# Is there a basic/elementary mass in the universe? [duplicate]

When speaking about electrical charges, it seems every particle either has a charge $+1$ or $-1$, in units of the electron charge. Therefore, we have a fundamental charge.

But what about mass? Is there any kind of such mass that every other mass can be seen a sum of those basic masses?

• While quarks aren't really free particles they carry fractional charge less than the elementary charge May 20, 2018 at 0:29
• @Triatticus, even so, they still either have +1/3e, -1/3e. +2/3e or -2/3e charge.
– user168013
May 20, 2018 at 0:37
• That's because the elementary charge was defined in terms of the electron before quarks where even known. Another thing, there are also neutral fundamental particles so there is definitely a zero electric charge May 20, 2018 at 0:57
• @Triatticus, yes, but I said interacting. A particle with 0 charge is not involved in electromagnetic interaction. But even they are said as consisting of charged quarks. If there are other charges in quarks, the question becomes meaningless, but I am not aware of such. Actually, I would even like to know is it connected to the fact that quarks don't have mass (at least it's unclear how cumulative mass is calculated, if they have).
– user168013
May 20, 2018 at 1:11
• Possible duplicate of Why do we have an elementary charge but no elementary mass?
– Chris
May 20, 2018 at 8:17

When we come to the elementary constituents of matter, we come to the quantum mechanics regime and the special relativity space time description. In classical physics, masses are conserved and additive. This is not true in the microcosm of atoms, molecules and particles. There masses are the "length" of the special relativity four vector , $(E,p_x,p_y,p_z)$ , and are not an additive quantity and are not conserved. It is energy and momentum that are the conserved quantities. By contrast, charge is an additive conserved number characterizing elementary particles.

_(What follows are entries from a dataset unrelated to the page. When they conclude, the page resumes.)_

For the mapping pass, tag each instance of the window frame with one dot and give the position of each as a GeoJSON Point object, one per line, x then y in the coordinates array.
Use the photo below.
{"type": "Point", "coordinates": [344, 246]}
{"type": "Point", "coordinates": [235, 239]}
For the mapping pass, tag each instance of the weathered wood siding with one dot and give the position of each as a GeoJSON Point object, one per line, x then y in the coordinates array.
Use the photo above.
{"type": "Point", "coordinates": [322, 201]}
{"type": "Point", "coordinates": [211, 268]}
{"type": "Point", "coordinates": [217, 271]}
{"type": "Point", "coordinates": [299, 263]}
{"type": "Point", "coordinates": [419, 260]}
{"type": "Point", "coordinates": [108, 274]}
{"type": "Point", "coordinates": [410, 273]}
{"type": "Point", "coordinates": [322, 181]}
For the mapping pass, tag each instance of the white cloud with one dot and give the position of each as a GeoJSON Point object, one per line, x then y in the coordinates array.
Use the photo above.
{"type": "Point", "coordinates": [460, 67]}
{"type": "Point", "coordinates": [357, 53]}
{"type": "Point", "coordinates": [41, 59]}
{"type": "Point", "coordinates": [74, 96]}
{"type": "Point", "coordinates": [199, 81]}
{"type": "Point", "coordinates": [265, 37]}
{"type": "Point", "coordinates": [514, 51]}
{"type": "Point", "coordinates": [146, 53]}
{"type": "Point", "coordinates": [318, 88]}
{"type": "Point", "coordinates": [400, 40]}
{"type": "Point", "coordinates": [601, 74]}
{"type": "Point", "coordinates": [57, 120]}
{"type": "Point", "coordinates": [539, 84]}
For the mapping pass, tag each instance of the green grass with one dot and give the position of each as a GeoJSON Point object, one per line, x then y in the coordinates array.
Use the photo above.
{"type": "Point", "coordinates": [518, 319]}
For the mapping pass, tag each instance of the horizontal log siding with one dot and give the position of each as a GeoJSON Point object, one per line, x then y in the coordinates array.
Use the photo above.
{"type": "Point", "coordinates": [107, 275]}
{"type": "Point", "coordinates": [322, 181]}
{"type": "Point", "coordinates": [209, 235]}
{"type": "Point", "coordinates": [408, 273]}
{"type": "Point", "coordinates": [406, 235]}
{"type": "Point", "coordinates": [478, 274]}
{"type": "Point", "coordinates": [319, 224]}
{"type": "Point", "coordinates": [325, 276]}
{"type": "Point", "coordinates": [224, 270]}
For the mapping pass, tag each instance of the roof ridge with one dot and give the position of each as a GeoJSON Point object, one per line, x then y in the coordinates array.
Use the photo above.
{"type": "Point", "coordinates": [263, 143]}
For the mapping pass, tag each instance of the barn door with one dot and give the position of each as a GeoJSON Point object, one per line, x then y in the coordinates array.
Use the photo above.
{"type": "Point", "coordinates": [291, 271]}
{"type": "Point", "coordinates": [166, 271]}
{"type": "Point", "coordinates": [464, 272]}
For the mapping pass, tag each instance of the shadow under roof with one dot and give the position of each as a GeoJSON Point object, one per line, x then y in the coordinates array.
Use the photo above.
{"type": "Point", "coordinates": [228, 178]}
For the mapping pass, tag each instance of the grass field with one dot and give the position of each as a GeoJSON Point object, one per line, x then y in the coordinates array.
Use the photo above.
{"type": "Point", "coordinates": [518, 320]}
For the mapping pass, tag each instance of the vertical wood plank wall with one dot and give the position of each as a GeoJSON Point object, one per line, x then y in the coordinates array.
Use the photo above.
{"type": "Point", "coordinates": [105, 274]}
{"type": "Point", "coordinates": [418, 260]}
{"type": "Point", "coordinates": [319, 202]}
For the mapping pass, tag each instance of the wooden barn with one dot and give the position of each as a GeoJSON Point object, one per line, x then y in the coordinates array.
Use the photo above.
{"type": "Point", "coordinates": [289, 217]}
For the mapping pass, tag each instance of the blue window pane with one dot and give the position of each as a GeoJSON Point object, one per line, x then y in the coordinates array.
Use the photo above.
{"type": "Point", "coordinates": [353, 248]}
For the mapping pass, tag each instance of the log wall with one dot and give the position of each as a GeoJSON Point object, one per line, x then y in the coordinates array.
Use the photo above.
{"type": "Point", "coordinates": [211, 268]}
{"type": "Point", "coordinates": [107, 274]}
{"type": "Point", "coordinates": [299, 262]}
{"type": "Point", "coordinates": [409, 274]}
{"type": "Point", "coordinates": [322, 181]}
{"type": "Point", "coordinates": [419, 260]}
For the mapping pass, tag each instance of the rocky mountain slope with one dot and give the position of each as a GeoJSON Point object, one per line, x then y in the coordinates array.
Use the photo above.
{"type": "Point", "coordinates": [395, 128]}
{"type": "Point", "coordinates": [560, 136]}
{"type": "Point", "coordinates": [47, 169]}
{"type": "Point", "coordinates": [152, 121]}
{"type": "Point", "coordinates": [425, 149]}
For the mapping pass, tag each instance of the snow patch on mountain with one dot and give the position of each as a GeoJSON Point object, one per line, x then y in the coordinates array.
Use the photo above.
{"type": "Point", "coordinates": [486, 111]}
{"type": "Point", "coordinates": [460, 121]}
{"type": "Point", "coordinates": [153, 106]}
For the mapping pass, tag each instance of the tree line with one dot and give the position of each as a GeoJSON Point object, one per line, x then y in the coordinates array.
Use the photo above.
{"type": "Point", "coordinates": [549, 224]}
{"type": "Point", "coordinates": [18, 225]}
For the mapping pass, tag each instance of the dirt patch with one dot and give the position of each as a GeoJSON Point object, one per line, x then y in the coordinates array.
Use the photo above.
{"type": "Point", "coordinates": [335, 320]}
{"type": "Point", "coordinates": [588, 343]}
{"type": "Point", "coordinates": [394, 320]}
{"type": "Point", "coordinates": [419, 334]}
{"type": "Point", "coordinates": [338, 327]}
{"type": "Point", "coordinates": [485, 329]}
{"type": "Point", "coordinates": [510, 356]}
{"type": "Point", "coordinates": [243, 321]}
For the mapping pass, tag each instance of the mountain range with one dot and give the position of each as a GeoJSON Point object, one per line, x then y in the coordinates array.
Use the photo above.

In elementary particle studies one has discovered elementary constituents of the proton, for example, which is composed out of three quarks and innumerable internal particle exchanges, which conserve charge and other quantum numbers. The mass of the proton is the "length" of the sum of the fourvectors of the innumerable constituents.

But what about mass? Is there any kind of such mass that every other mass can be seen as superposition of those basic masses?

This is where experimental and theoretical research are at the moment: it is a four vector addition that will define the mass of a complex system, not superposition, because mass is not a conserved quantity.

• Interesting that given the mass is not a separate parameter, it spreads spherically, exactly as the charge.
– user168013
May 20, 2018 at 9:38

Longer answer: Many of the masses in the Standard Model appear to be essentially random numbers. There's no reason to believe that all the non-zero mass particles are integer multiples of any smaller value.

This isn't experimentally falsifiable, though. For instance, we can't rule out that all masses are integer multiples of $10^{-12}~\rm eV$, since no masses are yet known to that precision.

• Mass is the rest energy of an object. For an electron and a proton mass is a well defined quantity but consider a hydrogen atom. Its mass is the sum of $m_e$, $m_p$, potential energy and kinetic energy. So internal dynamics of the atom show up as mass. In an excited state, the atom has a different mass! That is why the question should be narrowed to: Is the mass of ultimate constituents of matter, as we know today, quarks, leptons, Higgs, graviton, photon quantised? A reasonable answer was given above. May 20, 2018 at 9:35
• @my2cts I was really just referring to fundamental particles. Though even allowing for composite particles, the hypothesis "all masses are integer multiples of some really, really small energy (say the energy of a photon with a wavelength the size of the observable universe)" is not really falsifiable.
– Chris
May 20, 2018 at 9:46
• Sure, but the OP perhaps had perhaps more in mind than only fundamental particles. May 20, 2018 at 9:51
• Because of vacuum effects even fundamental particle can still be considered composite. May 20, 2018 at 9:52
• @my2cts At any rate, if it doesn't even apply to fundamental particles, it certainly doesn't apply to composite particles.
– Chris
May 20, 2018 at 9:57

It's a question of scale. And scale matters, this is where physicists take about effective theories where they ignore higher energy effects, or equivalently, short scale effects.

At the effective level of the atom there appears roughly to be a set of basic masses: the mass of an electron, the mass of a proton. Below this scale the picture becomes murkier and questions arise about even what a particle is. Can we say that something that has a half life on the order of nano-seconds a particle?

Classically speaking, charge and mass were seen as something that continuously varies; it was an empirical finding to discover that both were discretised. If we look at the classical theories of mechanics and electromagnetism they take charge and mass variables as extensive quantities. It's only with the advent of QM that theoretical arguments for a discrete structure in the small were found. For example, Dirac is famous for discovering a quantisation condition for charge, which famously involved the existence of magnetic monopoles...and which also famously have not been discovered.